Issues encountered by projects that are currently using CKAN

Feedback received has pointed to three main technical challenges in the implementation of CKAN, and these challenges are echoed by on-going discussions on the ckan-dev mailing list:

  • While the installation of CKAN is generally described as fairly straight forward, this is not true for getting the integrated data visualisation tool for .csv files to work, especially when installations are made on institutional intranets. The Irdium project identified an undocumented feature of CKAN as the cause of this problem: CKAN is making use of external data processing web services for some of its functionality. First experience with the software in St Andrews confirmed the issue with visualisation of data uploaded into CKAN. Like the Irdium server, the server used for the St Andrews project is currently behind the University’s firewall. At the time of writing, we are working at resolving the problem which involves replacing CKAN’s dataproxy with datapusher  — a fix suggested by the Open Knowledge Foundation that, we believe, is going to be implemented in future releases of CKAN.  The expectation is that use of datapusher will eliminate the dependence of CKAN on external data processing web services.
  • The CKAN datastore has been described as requiring time to understand.
  • Shibboleth integration is possible with some local adaptations made to the code. The Irdium project implemented the extension developed for the Finnish Science Data Catalogue (https://github.com/kata-csc/ckanext-shibboleth).

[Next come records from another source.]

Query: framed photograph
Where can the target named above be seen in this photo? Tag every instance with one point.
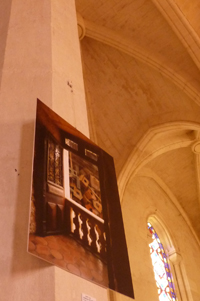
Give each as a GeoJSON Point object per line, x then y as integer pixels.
{"type": "Point", "coordinates": [75, 213]}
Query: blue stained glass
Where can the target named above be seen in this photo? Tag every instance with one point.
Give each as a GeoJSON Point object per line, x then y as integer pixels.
{"type": "Point", "coordinates": [161, 268]}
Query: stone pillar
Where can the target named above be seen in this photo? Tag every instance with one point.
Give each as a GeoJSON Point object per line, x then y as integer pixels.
{"type": "Point", "coordinates": [39, 58]}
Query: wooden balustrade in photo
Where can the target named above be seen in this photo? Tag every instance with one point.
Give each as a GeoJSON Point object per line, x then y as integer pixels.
{"type": "Point", "coordinates": [86, 228]}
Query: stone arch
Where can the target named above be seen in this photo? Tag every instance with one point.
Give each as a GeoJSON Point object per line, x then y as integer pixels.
{"type": "Point", "coordinates": [172, 135]}
{"type": "Point", "coordinates": [173, 253]}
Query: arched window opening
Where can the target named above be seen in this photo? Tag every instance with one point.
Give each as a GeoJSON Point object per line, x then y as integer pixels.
{"type": "Point", "coordinates": [161, 268]}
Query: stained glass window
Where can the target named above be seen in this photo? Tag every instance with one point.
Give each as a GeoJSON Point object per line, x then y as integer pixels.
{"type": "Point", "coordinates": [160, 264]}
{"type": "Point", "coordinates": [55, 163]}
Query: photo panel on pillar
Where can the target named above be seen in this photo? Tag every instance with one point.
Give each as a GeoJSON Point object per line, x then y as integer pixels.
{"type": "Point", "coordinates": [75, 214]}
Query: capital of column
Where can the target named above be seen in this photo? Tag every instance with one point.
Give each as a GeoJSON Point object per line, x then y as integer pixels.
{"type": "Point", "coordinates": [175, 258]}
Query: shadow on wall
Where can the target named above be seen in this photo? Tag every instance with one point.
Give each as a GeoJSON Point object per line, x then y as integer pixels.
{"type": "Point", "coordinates": [4, 23]}
{"type": "Point", "coordinates": [23, 262]}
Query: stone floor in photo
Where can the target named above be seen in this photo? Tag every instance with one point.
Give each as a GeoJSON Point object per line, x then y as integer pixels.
{"type": "Point", "coordinates": [66, 253]}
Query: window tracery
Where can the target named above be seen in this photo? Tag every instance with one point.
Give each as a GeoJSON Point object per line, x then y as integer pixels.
{"type": "Point", "coordinates": [161, 268]}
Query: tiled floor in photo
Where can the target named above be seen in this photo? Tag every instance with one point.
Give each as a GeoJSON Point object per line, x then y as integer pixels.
{"type": "Point", "coordinates": [66, 253]}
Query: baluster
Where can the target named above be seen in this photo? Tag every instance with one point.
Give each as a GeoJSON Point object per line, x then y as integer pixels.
{"type": "Point", "coordinates": [85, 230]}
{"type": "Point", "coordinates": [76, 223]}
{"type": "Point", "coordinates": [93, 237]}
{"type": "Point", "coordinates": [80, 226]}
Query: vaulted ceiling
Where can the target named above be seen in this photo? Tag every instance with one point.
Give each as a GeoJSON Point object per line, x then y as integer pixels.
{"type": "Point", "coordinates": [141, 65]}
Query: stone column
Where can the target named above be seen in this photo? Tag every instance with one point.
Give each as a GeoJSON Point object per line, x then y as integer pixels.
{"type": "Point", "coordinates": [39, 58]}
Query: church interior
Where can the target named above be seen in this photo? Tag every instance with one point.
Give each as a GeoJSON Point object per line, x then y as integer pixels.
{"type": "Point", "coordinates": [128, 77]}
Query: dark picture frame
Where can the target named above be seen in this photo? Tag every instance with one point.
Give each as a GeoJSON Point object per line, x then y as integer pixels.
{"type": "Point", "coordinates": [93, 195]}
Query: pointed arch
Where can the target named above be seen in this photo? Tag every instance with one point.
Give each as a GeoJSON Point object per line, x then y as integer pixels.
{"type": "Point", "coordinates": [173, 254]}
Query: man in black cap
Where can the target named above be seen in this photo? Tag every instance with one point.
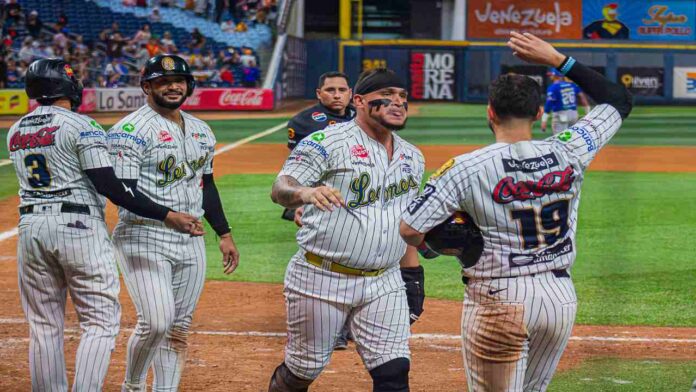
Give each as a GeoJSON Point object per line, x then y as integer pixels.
{"type": "Point", "coordinates": [168, 155]}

In addition respondents pointed to cultural and support issues within the respective organisation that need to be addressed if the CKAN implementation is going to be successful:

  • CKAN requires Python skills to be available to the organisation. To allow for a successful RDM service these skills need to be available beyond the duration of the initial implementation project. Where this has not been the case, RDM service development has slowed down or stopped.
  • The development of a research data repository needs to consider academic workflows within the different disciplines, which will impact on the technical implementation and on the features that are made available.

Note:

The CKAN Project has provided additional information to the above in their own blog post: http://ckan.org/2013/11/28/ckan4rdm-st-andrews/

This blog identifies an additional project that uses CKAN for RDM, EDaWaX (European Data Watch Extended).

29 November 2013

CKAN for Research Data Management

CKAN is an open source data management system that for the past six years has been developed by the Open Knowledge Foundation. CKAN provides tools to steamline the processes of publishing, sharing, finding and using data. Initialliy CKAN was aimed at data publishers such as national and regional governments, companies and organisations that want to make their data publicly available. For example, the UK Government’s data portal  (data.gov.uk) runs on CKAN, and in Australia, where CKAN is widely used by government agencies at both national and regional levels, it has become accepted as de facto standard for data management.

As part of the JISC Managing Research Data programme two projects, Orbital (University of Lincoln) and data.bris (University of Bristol) , have adopted CKAN as a component of their institutional RDM solutions.  The experience of both projects using CKAN was discussed at the workshop “CKAN for Research Data Management” that was held in London on 18th February 2013. In addition to representatives from both projects, members from the Open Knowledge Foundation and staff from other UK Universities took part in the workshop. Summaries of the workshop can be found on the data.bris and Orbital project blogs.

As part of the workshop a requirements gathering exercise was started investigating the wider needs of the RDM community and matching these needs against the functionality of CKAN. As part of this requirements gathering exercise, the following RDM roles were decided on: researcher, developer, curator/manager, re-user, IT support, and data subjects.

The requirements were gathered through expressions in the following format: “As a [RDM role], I want [what, requirement], so that [why, reason]”.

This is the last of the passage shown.